Okay, so I was reading up on BER and foliar feeding. Not because I am having a problem, but because a friend of mine (a woman of the young age of about 80, but I'm not about to ask) said it works better than feeding in the ground. I figured that was BS, but didn't want to call her on it. I do respect my elders. In fact, I was under the impression that foliar feeding is practically useless and a waste of money. However, I did want to see scientific evidence one way or another. Okay, I wanted to see scientific evidence that I was right, but anyway. . . I don't think I am. I'm fairly certain she was wrong about it being better, but I think I definitely underestimated the effectiveness of foliar fertilization.

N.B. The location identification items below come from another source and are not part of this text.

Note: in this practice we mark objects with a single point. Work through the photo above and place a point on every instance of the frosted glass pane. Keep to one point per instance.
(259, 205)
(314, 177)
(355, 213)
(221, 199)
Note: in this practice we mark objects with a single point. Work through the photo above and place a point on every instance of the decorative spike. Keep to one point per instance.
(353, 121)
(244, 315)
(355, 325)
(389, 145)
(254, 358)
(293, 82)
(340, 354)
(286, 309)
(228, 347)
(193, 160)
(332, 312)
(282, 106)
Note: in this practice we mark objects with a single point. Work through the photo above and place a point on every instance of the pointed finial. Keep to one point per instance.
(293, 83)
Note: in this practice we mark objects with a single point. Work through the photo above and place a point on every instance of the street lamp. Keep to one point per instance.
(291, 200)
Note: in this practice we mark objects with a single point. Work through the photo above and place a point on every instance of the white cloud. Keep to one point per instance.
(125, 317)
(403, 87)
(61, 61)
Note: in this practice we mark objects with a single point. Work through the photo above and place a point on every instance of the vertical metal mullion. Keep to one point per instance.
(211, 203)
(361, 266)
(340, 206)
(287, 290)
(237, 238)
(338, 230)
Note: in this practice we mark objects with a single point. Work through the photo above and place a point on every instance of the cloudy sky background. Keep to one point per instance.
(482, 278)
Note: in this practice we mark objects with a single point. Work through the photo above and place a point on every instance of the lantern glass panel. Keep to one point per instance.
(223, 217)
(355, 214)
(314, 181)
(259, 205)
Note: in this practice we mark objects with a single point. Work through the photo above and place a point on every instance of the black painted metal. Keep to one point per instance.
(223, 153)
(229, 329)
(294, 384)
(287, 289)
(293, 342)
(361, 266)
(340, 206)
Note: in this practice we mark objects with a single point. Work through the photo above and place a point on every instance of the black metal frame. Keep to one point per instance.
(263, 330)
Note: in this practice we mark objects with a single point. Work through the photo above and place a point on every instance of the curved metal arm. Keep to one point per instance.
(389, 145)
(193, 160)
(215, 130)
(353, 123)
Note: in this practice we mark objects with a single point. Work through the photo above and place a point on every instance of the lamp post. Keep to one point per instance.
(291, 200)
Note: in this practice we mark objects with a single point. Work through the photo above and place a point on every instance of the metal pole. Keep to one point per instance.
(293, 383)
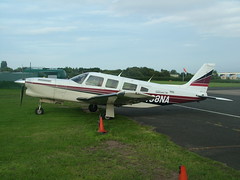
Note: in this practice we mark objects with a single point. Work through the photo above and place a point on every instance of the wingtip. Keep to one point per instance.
(20, 81)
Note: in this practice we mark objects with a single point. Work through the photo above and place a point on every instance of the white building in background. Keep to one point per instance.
(230, 75)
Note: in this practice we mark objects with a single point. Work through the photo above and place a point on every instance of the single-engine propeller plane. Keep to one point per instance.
(103, 89)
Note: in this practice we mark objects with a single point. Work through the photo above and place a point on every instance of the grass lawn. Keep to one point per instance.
(64, 144)
(212, 84)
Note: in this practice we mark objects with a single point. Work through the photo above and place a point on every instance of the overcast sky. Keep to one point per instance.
(115, 34)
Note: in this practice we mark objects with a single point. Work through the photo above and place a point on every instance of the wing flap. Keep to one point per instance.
(118, 99)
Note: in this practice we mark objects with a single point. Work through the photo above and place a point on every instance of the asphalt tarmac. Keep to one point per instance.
(210, 128)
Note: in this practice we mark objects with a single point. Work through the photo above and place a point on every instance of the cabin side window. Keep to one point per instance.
(94, 81)
(129, 86)
(80, 78)
(143, 89)
(112, 83)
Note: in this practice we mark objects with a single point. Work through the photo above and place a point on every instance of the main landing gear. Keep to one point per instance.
(93, 107)
(39, 110)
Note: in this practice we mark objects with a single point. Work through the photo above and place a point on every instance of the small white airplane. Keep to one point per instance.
(103, 89)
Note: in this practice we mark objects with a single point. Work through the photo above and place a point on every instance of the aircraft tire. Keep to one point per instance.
(92, 107)
(39, 111)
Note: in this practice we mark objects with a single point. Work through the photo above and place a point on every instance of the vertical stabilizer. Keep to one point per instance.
(201, 79)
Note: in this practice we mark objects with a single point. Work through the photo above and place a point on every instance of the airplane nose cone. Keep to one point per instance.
(20, 81)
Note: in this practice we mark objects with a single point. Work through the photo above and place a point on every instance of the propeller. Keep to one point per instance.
(21, 81)
(22, 93)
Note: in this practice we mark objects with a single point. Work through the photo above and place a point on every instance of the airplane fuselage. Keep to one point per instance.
(93, 84)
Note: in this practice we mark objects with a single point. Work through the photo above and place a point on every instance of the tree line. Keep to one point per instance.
(141, 73)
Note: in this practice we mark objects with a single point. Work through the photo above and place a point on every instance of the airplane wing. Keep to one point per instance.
(215, 98)
(118, 99)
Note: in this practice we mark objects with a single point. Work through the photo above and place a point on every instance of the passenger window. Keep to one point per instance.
(129, 86)
(94, 81)
(80, 78)
(143, 89)
(112, 83)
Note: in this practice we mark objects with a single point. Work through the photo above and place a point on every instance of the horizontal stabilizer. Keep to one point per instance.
(215, 98)
(20, 81)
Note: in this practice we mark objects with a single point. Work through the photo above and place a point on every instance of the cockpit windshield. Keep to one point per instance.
(80, 78)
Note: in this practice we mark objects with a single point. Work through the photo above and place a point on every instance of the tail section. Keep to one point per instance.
(201, 79)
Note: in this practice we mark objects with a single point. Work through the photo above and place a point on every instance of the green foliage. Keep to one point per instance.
(3, 64)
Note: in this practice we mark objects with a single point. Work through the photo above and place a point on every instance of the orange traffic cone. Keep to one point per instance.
(182, 173)
(101, 126)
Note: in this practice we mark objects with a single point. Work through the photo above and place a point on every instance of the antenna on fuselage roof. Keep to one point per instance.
(150, 78)
(120, 73)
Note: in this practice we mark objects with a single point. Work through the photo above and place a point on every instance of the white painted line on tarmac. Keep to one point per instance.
(204, 110)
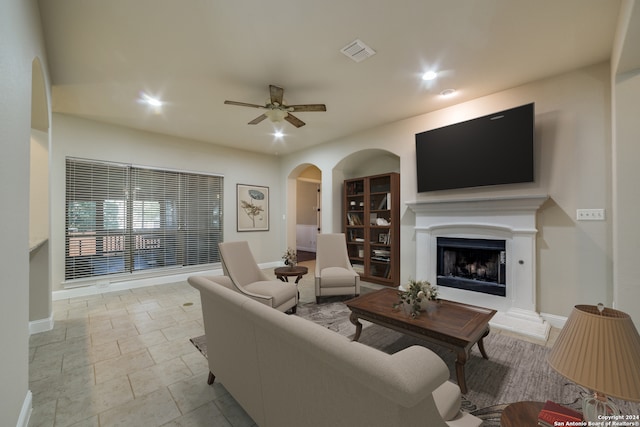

I found articles online that support foliar fertilization from Purdue and the USDA. I'm only posting one from Purdue
, though. You can google "foliar fertilization USDA" or insert whatever group you wish in place of USDA to get scholarly articles. There was also an interesting article on foliar feeding in wikipedia. I try to avoid using it as a source, though. I just use it as a spring board.
So, have any of you had success with foliar feeding? I mean, noticeable success?
Could it be more effective to foliar feed large plants like Brandywine tomatoes with micronutrients to make sure the entire plant gets them?
Since calcium deficiency is mostly a delivery issue and rarely has to do with a lack of it in the nutrient solution - rendering the purchase of CalMag as a reservoir supplement essentially a waste of money - would it be most effective to deliver that calcium via foliar feeding to prevent BER?
If so, how much should be applied and at what concentration?